Je serais cynique, je dirais que le projet avait déjà un petit goût de bancal dès le départ. Electronic Arts a confié le développement de Wild Hearts à l'éditeur japonais Koei Tecmo, ayant lui-même missionné son studio Omega Force pour réaliser un jeu premium, vendu 80 €, avec un gameplay mélangeant Nioh, Monster Hunter et Fortnite. Le tout avec des éléments de craft, de RPG, des éléments de (petit) monde ouvert, un scénario ambitieux et des promesses de rejouabilité. Et si Omega Force est une société loin d'être peuplée de clowns et d'incompétents notoires, il s'agit d'abord d'un studio n'ayant jamais au grand jamais travaillé sur un projet de cette ampleur.
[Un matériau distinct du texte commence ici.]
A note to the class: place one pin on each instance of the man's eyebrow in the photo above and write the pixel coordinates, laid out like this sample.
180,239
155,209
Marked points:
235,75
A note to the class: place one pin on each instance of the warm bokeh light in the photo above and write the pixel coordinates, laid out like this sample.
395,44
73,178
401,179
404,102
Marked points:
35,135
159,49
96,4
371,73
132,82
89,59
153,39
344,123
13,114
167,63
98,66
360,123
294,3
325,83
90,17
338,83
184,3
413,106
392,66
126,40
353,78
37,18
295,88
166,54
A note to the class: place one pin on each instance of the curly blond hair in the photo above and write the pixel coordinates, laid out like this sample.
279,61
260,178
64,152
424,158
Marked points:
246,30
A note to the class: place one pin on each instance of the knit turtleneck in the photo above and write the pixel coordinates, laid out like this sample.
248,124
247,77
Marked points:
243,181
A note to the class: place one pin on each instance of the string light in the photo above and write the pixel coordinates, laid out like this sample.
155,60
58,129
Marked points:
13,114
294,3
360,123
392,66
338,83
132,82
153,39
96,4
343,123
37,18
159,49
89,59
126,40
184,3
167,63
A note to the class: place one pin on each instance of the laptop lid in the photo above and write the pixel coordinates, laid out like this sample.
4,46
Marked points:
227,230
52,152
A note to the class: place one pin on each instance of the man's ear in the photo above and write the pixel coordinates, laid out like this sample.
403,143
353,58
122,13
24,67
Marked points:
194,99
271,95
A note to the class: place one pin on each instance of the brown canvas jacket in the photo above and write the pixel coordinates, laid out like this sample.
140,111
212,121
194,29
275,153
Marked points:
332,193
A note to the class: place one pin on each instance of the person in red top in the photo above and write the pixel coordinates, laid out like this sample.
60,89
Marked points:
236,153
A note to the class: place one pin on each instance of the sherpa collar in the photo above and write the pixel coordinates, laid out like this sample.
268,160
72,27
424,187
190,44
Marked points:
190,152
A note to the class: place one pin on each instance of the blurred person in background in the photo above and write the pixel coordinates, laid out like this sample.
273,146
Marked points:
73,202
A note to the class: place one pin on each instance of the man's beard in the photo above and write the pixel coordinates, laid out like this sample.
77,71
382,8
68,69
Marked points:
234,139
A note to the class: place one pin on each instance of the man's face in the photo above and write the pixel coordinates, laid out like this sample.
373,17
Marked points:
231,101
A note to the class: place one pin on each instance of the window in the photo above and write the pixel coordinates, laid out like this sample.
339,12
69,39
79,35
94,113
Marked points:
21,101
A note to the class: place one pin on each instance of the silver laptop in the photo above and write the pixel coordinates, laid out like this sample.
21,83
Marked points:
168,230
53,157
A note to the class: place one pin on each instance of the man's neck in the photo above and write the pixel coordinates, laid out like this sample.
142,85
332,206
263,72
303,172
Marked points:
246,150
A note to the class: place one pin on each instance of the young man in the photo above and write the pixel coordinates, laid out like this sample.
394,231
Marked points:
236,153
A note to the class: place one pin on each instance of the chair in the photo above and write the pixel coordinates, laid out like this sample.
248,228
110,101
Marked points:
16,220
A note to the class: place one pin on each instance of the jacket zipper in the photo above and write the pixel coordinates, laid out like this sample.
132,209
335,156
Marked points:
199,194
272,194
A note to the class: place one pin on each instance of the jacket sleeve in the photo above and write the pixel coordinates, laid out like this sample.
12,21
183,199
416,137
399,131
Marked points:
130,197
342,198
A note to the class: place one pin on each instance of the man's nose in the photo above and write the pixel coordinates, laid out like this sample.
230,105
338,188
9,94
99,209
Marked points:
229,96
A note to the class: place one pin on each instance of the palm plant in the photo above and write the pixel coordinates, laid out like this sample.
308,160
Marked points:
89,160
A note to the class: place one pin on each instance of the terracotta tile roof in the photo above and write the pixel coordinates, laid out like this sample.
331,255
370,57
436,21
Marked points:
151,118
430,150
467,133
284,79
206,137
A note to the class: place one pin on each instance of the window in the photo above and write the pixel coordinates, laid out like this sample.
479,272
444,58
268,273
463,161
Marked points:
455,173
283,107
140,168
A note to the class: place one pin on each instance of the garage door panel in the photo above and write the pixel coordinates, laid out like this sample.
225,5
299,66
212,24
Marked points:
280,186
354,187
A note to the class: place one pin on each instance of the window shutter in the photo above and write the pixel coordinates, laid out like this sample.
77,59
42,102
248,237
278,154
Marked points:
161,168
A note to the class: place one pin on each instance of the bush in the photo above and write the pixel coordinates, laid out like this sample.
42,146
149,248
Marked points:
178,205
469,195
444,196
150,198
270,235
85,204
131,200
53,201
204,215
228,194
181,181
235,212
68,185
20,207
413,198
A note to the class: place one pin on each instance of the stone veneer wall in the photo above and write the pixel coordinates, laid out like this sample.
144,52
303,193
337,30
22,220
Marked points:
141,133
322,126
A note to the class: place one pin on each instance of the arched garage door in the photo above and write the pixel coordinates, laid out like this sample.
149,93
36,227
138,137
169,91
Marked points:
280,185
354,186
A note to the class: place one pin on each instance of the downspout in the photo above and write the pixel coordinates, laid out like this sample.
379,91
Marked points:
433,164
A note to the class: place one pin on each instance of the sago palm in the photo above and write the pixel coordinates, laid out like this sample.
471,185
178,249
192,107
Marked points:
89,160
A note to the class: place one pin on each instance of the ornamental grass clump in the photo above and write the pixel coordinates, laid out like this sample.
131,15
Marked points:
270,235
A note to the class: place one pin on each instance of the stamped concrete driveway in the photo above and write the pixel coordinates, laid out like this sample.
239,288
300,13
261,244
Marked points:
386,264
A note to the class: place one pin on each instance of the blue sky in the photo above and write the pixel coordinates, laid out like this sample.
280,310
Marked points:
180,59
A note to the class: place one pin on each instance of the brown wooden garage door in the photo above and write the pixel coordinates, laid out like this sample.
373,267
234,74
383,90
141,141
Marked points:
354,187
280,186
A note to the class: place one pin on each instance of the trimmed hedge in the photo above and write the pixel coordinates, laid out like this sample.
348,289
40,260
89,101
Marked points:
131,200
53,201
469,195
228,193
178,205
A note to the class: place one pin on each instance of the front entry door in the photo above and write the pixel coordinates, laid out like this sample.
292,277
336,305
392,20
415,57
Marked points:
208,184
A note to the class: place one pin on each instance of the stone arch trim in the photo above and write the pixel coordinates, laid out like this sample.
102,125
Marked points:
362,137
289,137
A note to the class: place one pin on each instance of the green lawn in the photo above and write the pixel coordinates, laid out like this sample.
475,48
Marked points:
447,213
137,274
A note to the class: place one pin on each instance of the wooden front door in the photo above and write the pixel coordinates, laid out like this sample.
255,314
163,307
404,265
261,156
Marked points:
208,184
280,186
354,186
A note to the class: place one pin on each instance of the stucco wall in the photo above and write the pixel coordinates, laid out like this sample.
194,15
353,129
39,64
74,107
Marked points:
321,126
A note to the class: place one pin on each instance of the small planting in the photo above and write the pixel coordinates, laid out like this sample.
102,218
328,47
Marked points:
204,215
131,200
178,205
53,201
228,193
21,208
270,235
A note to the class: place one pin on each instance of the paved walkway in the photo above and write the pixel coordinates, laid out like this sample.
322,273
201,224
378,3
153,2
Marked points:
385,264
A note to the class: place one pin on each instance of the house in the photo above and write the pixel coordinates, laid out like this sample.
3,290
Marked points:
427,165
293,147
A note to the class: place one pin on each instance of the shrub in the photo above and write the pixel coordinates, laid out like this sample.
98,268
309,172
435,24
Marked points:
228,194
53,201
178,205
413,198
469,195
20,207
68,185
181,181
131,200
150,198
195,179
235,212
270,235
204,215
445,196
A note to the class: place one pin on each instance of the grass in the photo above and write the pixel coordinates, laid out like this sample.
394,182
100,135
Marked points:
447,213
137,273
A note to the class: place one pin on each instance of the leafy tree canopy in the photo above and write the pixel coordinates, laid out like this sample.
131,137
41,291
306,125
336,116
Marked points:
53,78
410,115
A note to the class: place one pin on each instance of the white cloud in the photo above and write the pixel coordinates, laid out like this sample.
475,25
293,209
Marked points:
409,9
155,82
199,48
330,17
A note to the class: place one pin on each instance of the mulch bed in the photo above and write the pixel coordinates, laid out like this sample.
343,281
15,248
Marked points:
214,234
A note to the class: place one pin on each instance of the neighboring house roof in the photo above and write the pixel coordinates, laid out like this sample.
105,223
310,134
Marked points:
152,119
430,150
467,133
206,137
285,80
Plutôt habitué des beat them all à licence (Hyrule Warriors, Dragon Quest Heroes, l'excellent, mais un peu vain Persona 5 Strikers…), Omega Force n'a eu qu'un seul projet s'approchant un tant soit peu de l'ambition du mastodonte de Capcom : les deux jeux de la série Toukiden, parus respectivement en 2013 et 2016. Ces derniers s'approchaient davantage des plus anciens épisodes de la série Monster Hunter : âpres, difficiles, pauvres en mise en scène et axés sur des systèmes baroques avec une courbe d'apprentissage très raide. Les voici donc aux commandes d'un projet autrement plus lourd, un jeu premium supposé être un des blockbusters de ce début d'année. Et non, vraiment, ça ne va pas.
Arrêt cardiaque
Le principal problème de Wild Hearts, et pas des moindres, c'est qu'à l'heure où j'écris ces lignes, quelques jours après la sortie du jeu, son développement n'est visiblement pas terminé. Pas moins de quatre patchs, parfois lourds de plusieurs gigas, ont tenté de corriger ce qui pouvait l'être dans ce qui s'apparente à une des expériences les plus injouables qu'un produit AAA ait livrée à son lancement depuis fort longtemps. Que vous ayez une console Xbox, une PlayStation 5, un PC à 1000, 1500 ou à 5000 €, c'est un peu le même tarif : lancer Wild Hearts dans son état actuel, c'est la roulette russe. Une fois ça va se lancer, une fois ça va planter. Parfois, vous aurez un jeu composé d'immonde bouillie de pixels tournant à cinq images par seconde, parfois le rendu va s'emballer et accélérer sans prévenir, mettant votre personnage dans le décor sans vous demander votre avis.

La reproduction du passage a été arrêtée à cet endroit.